MDC- Sample assessment 2 Question 2

Sample assessment 2 Question 2 - Variances

Does anybody know how to get to the Material price of 1920 and usage variance of -720

Thanks

Comments

  • Anisa97Anisa97 Posts: 42MAAT
    Standard material cost of production-
    £36 (standard cost per unit) x 300 (actual units produced) = £10800

    Actual material cost of production-
    The variance given is £1200 favourable so we subtract it from the total standard material cost of production. £10800 - £1200 = £9600

    Material USAGE variance-
    The standard usage for actual production is: 3kg (given in the question) multiplied by 300 units (also given) which equals 900kg.
    Actual usage is £9600 (actual total price as calculated) divided by £10 (actual price per kg given) which equals 960kg
    So 60kg more was used than budgeted, which is an adverse variance.
    60kg multiplied by £12 (standard price per kg) is £720. Note that the question gives the standard cost per UNIT and not per kg - to get the standard price per kg we divide the cost per unit (£36) by the standard usage per unit (3kg)
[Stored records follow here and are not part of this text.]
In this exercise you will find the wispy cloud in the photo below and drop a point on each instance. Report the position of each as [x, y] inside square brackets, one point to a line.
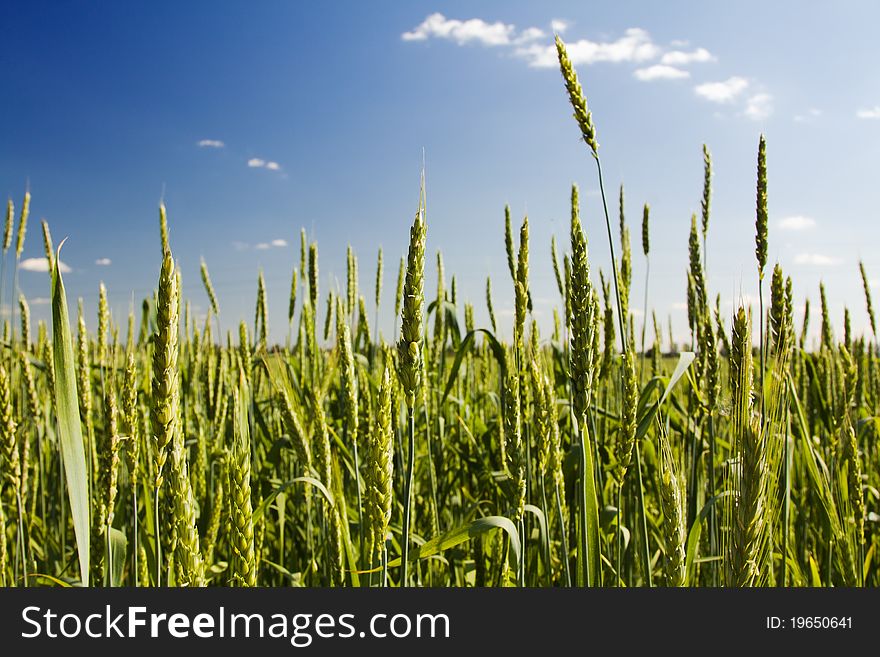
[259, 163]
[808, 116]
[634, 46]
[660, 72]
[530, 34]
[260, 246]
[41, 264]
[815, 259]
[759, 107]
[474, 30]
[682, 58]
[558, 25]
[796, 222]
[722, 92]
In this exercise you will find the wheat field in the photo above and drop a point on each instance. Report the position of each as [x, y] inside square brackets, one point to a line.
[164, 453]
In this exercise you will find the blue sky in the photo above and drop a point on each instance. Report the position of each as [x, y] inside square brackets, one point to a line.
[255, 119]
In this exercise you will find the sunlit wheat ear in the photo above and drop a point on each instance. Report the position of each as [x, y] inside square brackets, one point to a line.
[166, 395]
[706, 201]
[241, 526]
[410, 345]
[22, 224]
[47, 244]
[163, 228]
[9, 456]
[313, 274]
[673, 505]
[626, 438]
[556, 272]
[291, 302]
[489, 307]
[348, 379]
[508, 243]
[582, 114]
[25, 313]
[867, 288]
[379, 467]
[761, 209]
[379, 265]
[8, 227]
[209, 287]
[103, 323]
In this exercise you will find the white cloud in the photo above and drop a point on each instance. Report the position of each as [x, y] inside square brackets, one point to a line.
[759, 107]
[530, 34]
[682, 58]
[660, 72]
[722, 92]
[259, 163]
[808, 116]
[41, 264]
[462, 32]
[816, 259]
[558, 25]
[870, 113]
[634, 46]
[796, 222]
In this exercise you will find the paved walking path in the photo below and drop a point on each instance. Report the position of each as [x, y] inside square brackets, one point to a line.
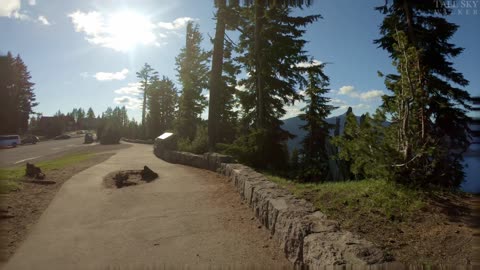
[185, 218]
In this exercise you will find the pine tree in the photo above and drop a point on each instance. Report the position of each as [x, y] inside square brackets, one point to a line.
[271, 62]
[437, 103]
[147, 74]
[90, 113]
[192, 68]
[314, 163]
[17, 98]
[228, 112]
[162, 101]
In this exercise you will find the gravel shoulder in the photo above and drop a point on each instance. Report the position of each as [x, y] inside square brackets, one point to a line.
[21, 209]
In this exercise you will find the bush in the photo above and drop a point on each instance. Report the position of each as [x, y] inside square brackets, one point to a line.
[198, 145]
[110, 134]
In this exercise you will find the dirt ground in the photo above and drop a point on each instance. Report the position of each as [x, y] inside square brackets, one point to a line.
[21, 209]
[447, 232]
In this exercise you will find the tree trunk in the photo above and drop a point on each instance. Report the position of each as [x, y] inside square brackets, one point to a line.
[144, 108]
[216, 77]
[259, 13]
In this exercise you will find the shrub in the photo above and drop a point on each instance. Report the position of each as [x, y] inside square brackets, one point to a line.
[110, 134]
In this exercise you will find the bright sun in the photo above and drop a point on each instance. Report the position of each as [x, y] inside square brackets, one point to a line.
[128, 29]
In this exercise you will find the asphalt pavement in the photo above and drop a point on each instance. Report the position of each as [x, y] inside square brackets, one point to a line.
[186, 219]
[40, 151]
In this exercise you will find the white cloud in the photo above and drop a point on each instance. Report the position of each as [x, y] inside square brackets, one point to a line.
[293, 110]
[42, 19]
[357, 106]
[128, 101]
[176, 24]
[122, 31]
[371, 94]
[352, 92]
[346, 90]
[11, 9]
[107, 76]
[337, 102]
[241, 88]
[8, 8]
[312, 63]
[130, 89]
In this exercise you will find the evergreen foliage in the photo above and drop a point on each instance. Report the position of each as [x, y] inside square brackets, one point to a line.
[192, 68]
[271, 62]
[315, 160]
[162, 101]
[146, 75]
[17, 98]
[428, 105]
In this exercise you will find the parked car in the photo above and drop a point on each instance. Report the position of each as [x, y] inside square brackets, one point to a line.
[9, 140]
[62, 137]
[90, 138]
[30, 139]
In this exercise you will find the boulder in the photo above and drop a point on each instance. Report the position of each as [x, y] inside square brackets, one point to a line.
[33, 171]
[147, 174]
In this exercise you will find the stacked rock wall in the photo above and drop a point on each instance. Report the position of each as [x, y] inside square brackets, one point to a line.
[307, 237]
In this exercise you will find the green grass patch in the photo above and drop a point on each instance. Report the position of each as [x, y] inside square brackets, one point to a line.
[351, 200]
[10, 177]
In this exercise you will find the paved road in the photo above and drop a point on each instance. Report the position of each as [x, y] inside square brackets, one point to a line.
[36, 152]
[186, 218]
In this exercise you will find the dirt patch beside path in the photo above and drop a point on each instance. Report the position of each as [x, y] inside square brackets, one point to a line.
[21, 209]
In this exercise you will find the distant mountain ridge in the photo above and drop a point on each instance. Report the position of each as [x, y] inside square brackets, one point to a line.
[293, 124]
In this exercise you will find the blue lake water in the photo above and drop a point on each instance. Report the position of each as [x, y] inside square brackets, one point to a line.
[472, 171]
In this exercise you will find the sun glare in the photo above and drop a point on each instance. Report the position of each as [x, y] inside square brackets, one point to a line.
[128, 29]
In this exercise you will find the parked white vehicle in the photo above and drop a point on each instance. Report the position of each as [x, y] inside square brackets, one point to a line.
[9, 140]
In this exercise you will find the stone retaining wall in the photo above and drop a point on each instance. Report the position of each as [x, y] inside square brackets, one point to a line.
[306, 236]
[137, 141]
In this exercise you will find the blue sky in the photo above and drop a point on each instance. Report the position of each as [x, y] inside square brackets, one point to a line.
[84, 53]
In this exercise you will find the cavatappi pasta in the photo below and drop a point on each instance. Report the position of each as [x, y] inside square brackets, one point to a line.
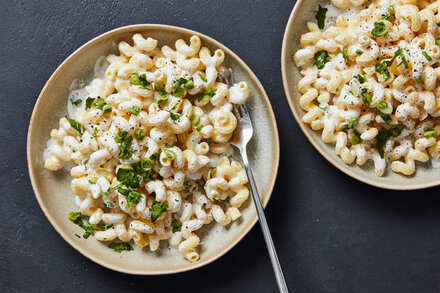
[370, 82]
[149, 143]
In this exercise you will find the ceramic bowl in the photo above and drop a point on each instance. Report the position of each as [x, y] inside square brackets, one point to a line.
[52, 189]
[303, 12]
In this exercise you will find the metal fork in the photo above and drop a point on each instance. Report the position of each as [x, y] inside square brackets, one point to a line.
[243, 133]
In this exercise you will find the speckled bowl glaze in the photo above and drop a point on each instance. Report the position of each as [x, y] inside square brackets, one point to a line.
[52, 189]
[303, 12]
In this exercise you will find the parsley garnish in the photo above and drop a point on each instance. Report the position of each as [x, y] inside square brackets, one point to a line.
[321, 57]
[202, 77]
[89, 102]
[159, 86]
[121, 136]
[76, 126]
[156, 158]
[366, 97]
[349, 124]
[379, 110]
[133, 197]
[169, 154]
[77, 218]
[359, 52]
[379, 29]
[118, 247]
[429, 58]
[127, 176]
[176, 226]
[76, 103]
[320, 16]
[157, 208]
[109, 190]
[139, 80]
[355, 138]
[205, 95]
[175, 116]
[125, 148]
[383, 136]
[361, 78]
[140, 134]
[135, 110]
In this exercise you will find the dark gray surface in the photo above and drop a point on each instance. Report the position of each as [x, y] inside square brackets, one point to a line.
[333, 234]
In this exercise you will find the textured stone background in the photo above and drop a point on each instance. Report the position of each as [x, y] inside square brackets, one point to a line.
[333, 233]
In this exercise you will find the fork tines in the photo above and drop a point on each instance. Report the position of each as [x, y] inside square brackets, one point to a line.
[240, 110]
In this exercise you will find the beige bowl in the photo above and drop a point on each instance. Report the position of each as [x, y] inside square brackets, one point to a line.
[303, 12]
[52, 189]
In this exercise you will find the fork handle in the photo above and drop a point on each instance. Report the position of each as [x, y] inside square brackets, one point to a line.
[282, 286]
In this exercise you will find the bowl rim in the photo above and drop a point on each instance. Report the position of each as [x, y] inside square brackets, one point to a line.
[189, 265]
[285, 59]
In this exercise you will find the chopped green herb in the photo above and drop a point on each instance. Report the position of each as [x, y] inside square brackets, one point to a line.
[140, 134]
[76, 103]
[320, 16]
[155, 158]
[366, 97]
[429, 133]
[349, 124]
[420, 79]
[189, 85]
[141, 80]
[202, 77]
[178, 92]
[128, 177]
[379, 29]
[355, 138]
[361, 78]
[159, 86]
[429, 58]
[135, 110]
[345, 52]
[125, 148]
[119, 247]
[76, 126]
[106, 109]
[176, 226]
[205, 95]
[384, 75]
[89, 102]
[175, 116]
[77, 218]
[121, 136]
[383, 136]
[321, 57]
[133, 197]
[157, 208]
[169, 154]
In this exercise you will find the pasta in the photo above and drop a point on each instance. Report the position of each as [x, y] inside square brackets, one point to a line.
[370, 82]
[147, 143]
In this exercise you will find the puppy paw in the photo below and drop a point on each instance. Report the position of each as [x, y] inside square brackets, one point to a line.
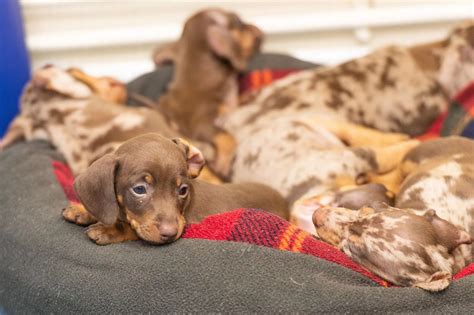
[76, 213]
[109, 234]
[391, 138]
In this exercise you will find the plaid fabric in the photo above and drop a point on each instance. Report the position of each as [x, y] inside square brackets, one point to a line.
[255, 227]
[458, 120]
    Material PRICE variance:
    This is £12 (standard price per kg as calculated above) multiplied by 960kg (actual usage as calculated above) which equals £11520, minus £9600 (actual total cost as calculated above), giving £1920
    The actual price is lower than the budgeted price by £1920 so it's a favourable variance.

    Material usage variance plus material price variance equals the total material variance given: 1200= 1920 - 720

    Hope that helps!
  • SineadpSineadp Posts: 67Registered
    Thank you so much
  • SineadpSineadp Posts: 67Registered
    Do you know how to work out the Expenditure of 0 and efficiency of 210?
  • Anisa97Anisa97 Posts: 42MAAT
    Sure :)

    Standard variable cost of production (total):
    This is simply £10.50 (the standard variable cost per unit given) multiplied by 300 (number of actual units produced) = £3150

    Actual variable cost of production (total):
    £3150 (standard total cost) minus £210 (favourable variance given) = £2940
    A favourable variance here means the actual cost was lower than budgeted so we subtract it.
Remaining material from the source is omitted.